Sunday, February 15, 2015

Mainframe System Modernization: Reality Check

I just realized that the mainframe systems I support had been running for decades some even going back to the 1980’s. The interesting thing is there had been several hardware, operating system, database transaction processor and compiler upgrades, not to mention other system programs, and probably the greatest effort done on these was the Y2K conversion. Other than that, the most you probably have to do is some maintenance that takes a day to do. They all run in the production box without any tweaks to the system.

I worked on a project that had to recompile some 200+ programs (written more than 20 years ago, in the 1980's to 1990's) because the compiler they were compiled on, became unsupported. We really did not have to do this but we did it just to be sure that all programs will work with the new compiler. The result: all but less than 10 programs required any changes. These changes were mostly adding initialization statements to variables and probably a couple required some small changes to the code logic.

 

What They Do Not Tell You About 'Modernized' Systems

Contrast this to so called modernized systems that were written to replace these mainframe applications. Some had been re-written already only after 15 years of use. (Did I mention that the systems I support had been running since the 1980's?) There are some DBase programs, running in Virtual Machines under MS/DOS and some Visual Basic 6.0 programs had to run under Windows XP virtual machines. One question to ask is how easy is it to find DBase programmers now?
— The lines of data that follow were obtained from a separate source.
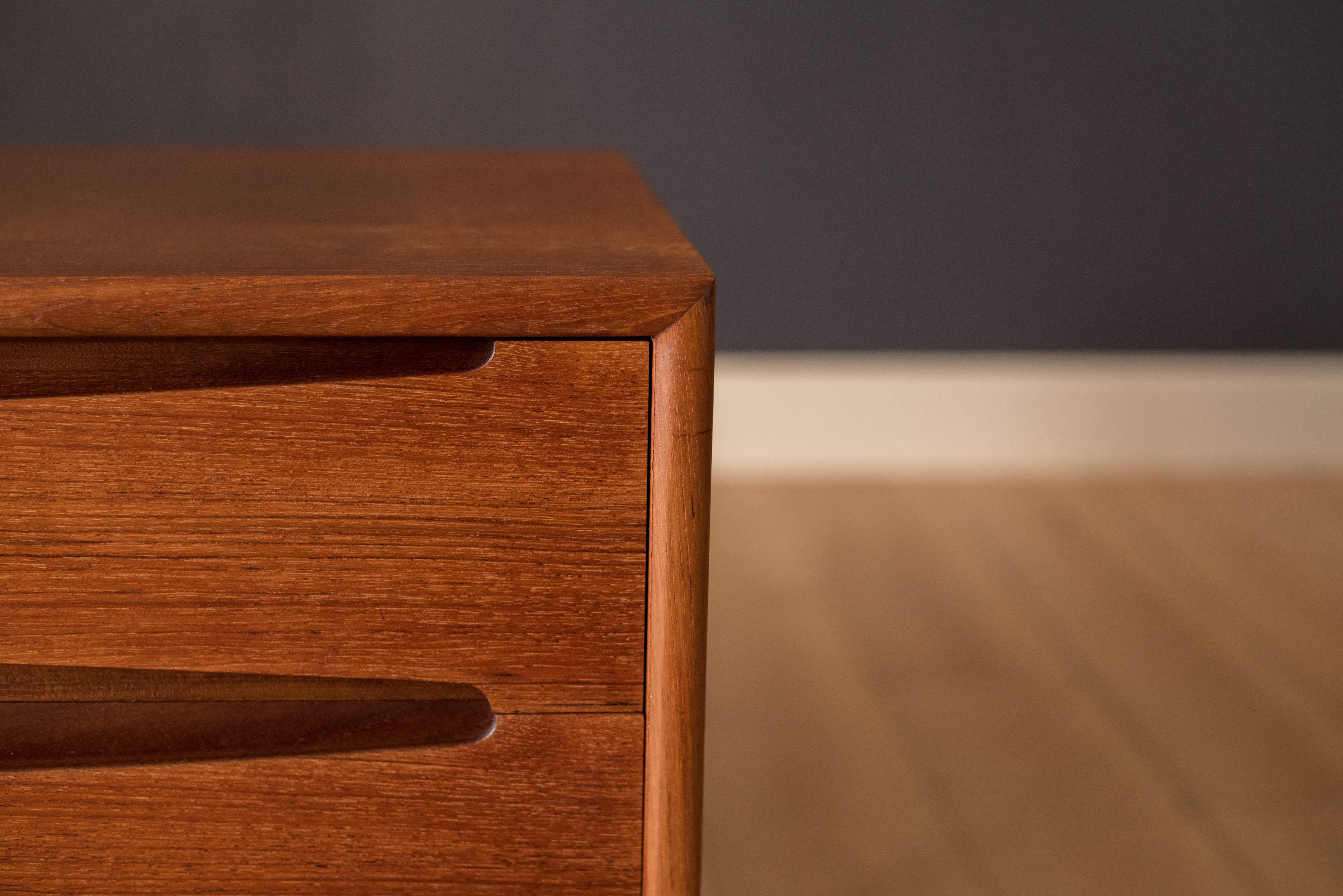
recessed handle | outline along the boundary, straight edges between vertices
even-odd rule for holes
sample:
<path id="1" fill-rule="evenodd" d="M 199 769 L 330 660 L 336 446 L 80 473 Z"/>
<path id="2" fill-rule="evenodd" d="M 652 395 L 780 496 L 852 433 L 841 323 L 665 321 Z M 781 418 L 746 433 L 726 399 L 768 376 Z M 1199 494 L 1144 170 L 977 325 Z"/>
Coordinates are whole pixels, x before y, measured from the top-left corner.
<path id="1" fill-rule="evenodd" d="M 0 400 L 467 373 L 493 339 L 89 337 L 0 339 Z"/>
<path id="2" fill-rule="evenodd" d="M 467 744 L 494 724 L 469 684 L 0 665 L 0 770 Z"/>

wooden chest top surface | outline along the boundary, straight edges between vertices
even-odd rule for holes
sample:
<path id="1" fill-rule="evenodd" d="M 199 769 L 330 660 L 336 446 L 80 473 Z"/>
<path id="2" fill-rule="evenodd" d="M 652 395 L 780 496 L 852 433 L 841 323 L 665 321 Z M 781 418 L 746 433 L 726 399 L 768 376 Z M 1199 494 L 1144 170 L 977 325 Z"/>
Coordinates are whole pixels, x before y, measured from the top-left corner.
<path id="1" fill-rule="evenodd" d="M 615 153 L 0 149 L 0 337 L 650 337 L 712 282 Z"/>

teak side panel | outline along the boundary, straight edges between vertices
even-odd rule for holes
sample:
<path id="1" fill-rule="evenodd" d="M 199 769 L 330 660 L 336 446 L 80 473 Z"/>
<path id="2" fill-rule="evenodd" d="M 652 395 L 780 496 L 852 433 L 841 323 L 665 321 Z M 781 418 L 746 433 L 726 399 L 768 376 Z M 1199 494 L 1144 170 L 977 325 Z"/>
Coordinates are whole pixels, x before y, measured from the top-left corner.
<path id="1" fill-rule="evenodd" d="M 651 337 L 713 282 L 602 152 L 0 149 L 0 337 Z"/>
<path id="2" fill-rule="evenodd" d="M 0 661 L 498 683 L 504 712 L 642 683 L 647 384 L 647 342 L 543 341 L 0 401 Z"/>
<path id="3" fill-rule="evenodd" d="M 653 341 L 643 892 L 700 892 L 713 291 Z"/>
<path id="4" fill-rule="evenodd" d="M 0 773 L 0 889 L 638 893 L 638 715 L 465 747 Z"/>

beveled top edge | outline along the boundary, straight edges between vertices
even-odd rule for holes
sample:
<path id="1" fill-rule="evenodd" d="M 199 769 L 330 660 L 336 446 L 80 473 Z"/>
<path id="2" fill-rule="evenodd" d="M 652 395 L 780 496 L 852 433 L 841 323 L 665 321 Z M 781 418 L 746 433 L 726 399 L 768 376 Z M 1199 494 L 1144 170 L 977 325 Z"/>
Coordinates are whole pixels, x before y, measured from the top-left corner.
<path id="1" fill-rule="evenodd" d="M 0 149 L 0 337 L 649 337 L 712 283 L 608 152 Z"/>

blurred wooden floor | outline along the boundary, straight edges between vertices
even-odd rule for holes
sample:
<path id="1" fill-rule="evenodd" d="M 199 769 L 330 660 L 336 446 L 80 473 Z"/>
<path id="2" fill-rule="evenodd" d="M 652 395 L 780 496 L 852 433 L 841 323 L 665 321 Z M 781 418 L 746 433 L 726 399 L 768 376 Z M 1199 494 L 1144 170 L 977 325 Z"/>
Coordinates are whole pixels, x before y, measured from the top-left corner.
<path id="1" fill-rule="evenodd" d="M 706 896 L 1343 893 L 1343 479 L 713 500 Z"/>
This is one thing those who sell services to convert mainframe applications should answer: Will their system work the next time the desktop or server operating system or database or other system software is upgraded? Will their compiler be supported after 10 years or when a new operating system is introduced? Will their programming language even exist after 10 years? How much effort is needed to change the program to make it work in a new environment?

 

What About the Servers?

With a lot of servers supporting various applications, it is a nightmare to maintain and support. The mainframe is basically just one box and all processes run in it. This was made apparent a few years ago when our mainframe was moved to another physical location. The physical move took two weekends. By Monday of the second weekend, all the applications were running and everything was back to normal.

Think of moving thousands of servers. It will take years to move them from one physical location to another. How much would that cost? How much effort and coordination is needed?

Many people tend to be blinded with new and shiny things, thinking newer technology is better. They think these new technologies will give them better functionality with bells and whistles. While it may be true that the cost to initially develop these new systems may be cheaper, the technologies they use may prove to be unpredictable which in the long run may cost more to maintain if they could even be maintained.